Microrheology has become recently in a powerful technique to study the dynamics of a system in microscopic scales. A colloidal tracer is introduced in the host system, and its dynamics is monitored. When an external force acts on the tracer, the system goes out of equilibrium probing the linear regime for small forces, and entering the non-linear regime for large ones. A colloidal bath of hard spheres is probably the simplest example. Several theory models have been developed, tested by simulations, but typically these restrict to tracers of the same size as the bath particles.

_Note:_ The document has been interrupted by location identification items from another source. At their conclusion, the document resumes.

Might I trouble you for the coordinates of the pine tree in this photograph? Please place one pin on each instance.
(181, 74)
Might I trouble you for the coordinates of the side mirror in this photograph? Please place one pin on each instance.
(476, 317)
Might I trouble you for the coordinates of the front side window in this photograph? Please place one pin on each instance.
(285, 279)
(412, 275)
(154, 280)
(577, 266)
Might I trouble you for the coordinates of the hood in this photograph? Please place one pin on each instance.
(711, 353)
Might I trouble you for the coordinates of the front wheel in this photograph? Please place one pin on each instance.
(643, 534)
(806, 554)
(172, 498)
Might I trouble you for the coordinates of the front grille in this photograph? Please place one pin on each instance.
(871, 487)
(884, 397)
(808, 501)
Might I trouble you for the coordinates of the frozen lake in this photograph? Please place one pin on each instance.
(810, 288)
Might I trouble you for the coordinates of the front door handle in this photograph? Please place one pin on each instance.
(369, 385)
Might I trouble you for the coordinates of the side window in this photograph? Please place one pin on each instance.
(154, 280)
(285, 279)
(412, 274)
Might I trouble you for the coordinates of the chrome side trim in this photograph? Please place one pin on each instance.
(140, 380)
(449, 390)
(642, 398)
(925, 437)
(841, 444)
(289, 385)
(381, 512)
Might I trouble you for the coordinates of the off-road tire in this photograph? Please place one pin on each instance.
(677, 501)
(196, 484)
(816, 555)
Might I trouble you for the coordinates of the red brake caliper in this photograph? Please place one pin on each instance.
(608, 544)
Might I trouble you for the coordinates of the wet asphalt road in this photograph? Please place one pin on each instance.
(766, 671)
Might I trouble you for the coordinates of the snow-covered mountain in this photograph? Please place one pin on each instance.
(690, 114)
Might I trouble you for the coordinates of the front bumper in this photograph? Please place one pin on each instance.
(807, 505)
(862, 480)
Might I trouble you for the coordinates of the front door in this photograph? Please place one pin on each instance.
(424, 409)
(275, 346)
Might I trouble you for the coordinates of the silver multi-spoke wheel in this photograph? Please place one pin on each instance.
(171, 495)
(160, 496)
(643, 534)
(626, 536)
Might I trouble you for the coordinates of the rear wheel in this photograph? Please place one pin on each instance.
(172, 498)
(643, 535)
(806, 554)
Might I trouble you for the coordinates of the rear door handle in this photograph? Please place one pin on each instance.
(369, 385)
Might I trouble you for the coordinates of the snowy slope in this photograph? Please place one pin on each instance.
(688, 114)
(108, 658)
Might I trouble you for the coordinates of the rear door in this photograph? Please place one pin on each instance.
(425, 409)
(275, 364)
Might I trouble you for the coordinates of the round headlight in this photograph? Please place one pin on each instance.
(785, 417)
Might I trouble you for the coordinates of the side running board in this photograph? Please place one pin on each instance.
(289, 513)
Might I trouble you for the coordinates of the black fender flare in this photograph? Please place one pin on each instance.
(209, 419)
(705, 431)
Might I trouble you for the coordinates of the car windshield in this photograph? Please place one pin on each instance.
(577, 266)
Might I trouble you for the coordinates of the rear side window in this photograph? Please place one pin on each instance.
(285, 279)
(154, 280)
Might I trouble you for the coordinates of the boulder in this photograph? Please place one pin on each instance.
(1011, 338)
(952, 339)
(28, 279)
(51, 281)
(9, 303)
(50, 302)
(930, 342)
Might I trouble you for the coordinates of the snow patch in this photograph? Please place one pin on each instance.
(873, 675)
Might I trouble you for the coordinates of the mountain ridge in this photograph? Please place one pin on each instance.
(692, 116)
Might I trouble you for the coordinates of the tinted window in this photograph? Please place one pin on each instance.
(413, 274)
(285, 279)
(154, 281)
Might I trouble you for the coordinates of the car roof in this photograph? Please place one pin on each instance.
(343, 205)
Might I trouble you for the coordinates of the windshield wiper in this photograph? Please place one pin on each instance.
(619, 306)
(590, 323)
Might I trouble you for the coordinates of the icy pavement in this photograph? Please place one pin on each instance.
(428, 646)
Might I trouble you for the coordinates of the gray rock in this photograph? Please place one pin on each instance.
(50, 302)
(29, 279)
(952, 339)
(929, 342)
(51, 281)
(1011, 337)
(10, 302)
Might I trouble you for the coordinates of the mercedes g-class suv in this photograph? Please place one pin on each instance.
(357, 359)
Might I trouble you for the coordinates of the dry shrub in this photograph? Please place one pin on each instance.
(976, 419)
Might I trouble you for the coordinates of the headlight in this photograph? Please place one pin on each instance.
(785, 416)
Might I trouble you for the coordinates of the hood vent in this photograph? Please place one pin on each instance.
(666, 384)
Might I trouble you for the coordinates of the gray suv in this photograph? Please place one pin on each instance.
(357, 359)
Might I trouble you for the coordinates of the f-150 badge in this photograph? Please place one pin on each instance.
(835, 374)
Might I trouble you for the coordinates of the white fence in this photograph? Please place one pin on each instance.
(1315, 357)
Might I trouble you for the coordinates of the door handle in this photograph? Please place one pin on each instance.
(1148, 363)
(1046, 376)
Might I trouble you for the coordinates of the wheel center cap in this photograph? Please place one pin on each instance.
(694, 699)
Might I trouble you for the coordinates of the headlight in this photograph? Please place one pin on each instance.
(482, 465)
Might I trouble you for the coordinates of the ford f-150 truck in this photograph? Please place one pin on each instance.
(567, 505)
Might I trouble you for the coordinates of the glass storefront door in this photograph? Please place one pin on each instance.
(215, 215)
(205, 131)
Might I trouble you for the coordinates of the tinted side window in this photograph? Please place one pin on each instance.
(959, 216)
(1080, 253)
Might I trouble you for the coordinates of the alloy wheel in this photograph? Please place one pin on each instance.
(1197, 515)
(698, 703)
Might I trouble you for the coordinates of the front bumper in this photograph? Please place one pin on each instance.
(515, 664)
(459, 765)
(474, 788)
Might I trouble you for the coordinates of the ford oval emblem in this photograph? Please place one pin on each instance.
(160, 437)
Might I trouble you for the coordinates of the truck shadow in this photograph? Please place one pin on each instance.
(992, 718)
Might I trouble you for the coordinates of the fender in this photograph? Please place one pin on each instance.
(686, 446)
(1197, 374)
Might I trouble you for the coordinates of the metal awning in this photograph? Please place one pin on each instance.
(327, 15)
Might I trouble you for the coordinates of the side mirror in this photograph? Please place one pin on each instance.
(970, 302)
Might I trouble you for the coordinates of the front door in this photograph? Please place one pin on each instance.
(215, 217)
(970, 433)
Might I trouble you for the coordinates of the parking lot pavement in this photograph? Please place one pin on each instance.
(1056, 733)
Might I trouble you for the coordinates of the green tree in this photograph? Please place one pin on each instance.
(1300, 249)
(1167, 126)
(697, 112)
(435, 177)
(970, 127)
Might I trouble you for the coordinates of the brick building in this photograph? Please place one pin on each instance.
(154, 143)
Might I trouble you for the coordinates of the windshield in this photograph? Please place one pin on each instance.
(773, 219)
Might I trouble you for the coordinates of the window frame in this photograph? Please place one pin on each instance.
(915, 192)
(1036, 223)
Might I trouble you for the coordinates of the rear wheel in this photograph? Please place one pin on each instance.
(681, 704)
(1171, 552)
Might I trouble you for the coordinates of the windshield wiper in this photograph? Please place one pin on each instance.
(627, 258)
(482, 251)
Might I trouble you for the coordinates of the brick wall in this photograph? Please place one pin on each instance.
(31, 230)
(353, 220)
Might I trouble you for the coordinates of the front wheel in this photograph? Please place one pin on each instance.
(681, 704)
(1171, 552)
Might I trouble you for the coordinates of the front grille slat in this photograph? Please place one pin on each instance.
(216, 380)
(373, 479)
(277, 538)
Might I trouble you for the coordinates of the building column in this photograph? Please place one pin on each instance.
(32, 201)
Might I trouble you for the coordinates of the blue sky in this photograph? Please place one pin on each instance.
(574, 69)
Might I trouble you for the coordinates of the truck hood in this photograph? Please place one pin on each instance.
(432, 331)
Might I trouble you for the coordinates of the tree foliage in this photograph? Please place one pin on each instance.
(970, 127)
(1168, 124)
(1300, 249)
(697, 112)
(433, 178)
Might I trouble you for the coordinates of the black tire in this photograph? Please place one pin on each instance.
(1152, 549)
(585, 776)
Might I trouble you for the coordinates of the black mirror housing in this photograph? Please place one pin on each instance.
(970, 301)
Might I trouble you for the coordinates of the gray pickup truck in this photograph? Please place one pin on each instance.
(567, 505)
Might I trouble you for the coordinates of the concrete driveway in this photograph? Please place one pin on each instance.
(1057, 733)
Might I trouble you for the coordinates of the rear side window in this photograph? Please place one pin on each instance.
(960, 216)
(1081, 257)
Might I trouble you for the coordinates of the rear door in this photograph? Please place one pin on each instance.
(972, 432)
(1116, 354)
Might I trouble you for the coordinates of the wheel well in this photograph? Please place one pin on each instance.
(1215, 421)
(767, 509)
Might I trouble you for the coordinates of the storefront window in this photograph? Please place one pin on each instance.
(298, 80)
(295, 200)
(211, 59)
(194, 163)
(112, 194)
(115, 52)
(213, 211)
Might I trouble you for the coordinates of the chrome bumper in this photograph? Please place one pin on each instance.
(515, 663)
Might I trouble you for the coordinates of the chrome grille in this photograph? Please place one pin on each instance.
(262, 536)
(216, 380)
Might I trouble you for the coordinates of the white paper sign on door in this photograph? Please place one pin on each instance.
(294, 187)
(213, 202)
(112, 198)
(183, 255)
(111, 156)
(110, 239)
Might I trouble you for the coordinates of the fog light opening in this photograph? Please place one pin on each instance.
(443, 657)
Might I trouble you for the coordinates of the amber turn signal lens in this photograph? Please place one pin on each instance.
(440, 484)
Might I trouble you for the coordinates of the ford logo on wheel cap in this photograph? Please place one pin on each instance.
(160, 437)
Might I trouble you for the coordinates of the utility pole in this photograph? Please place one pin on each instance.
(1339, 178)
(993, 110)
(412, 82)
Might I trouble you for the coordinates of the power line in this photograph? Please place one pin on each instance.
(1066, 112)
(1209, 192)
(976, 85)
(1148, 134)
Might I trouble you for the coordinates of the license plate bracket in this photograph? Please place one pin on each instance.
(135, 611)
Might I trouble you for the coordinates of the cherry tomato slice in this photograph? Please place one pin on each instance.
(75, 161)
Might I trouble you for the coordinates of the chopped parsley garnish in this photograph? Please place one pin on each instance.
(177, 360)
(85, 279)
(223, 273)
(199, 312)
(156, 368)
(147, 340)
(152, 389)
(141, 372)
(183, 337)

Here, we present simulation results of the dynamics of a tracer pulled with a constant force in a colloidal bath. The tracer size, at, is larger than the bath particles, size a, up to at=5a. Important finite size effects appear, particularly for large tracers, which have been studied and compared with predictions from hydrodynamics for the bath. Due to the massive computational demand, the simulations were computed on a multiGPU cluster and a genetic algorithm was designed to optimize the performance. The dynamics of the tracer, providing the friction coefficient with the bath and the effects of the bath (density fluctuations, and strain field) are studied for small forces. The theoretical limit of an infinite tracer, a/at → 0, and small forces, is checked.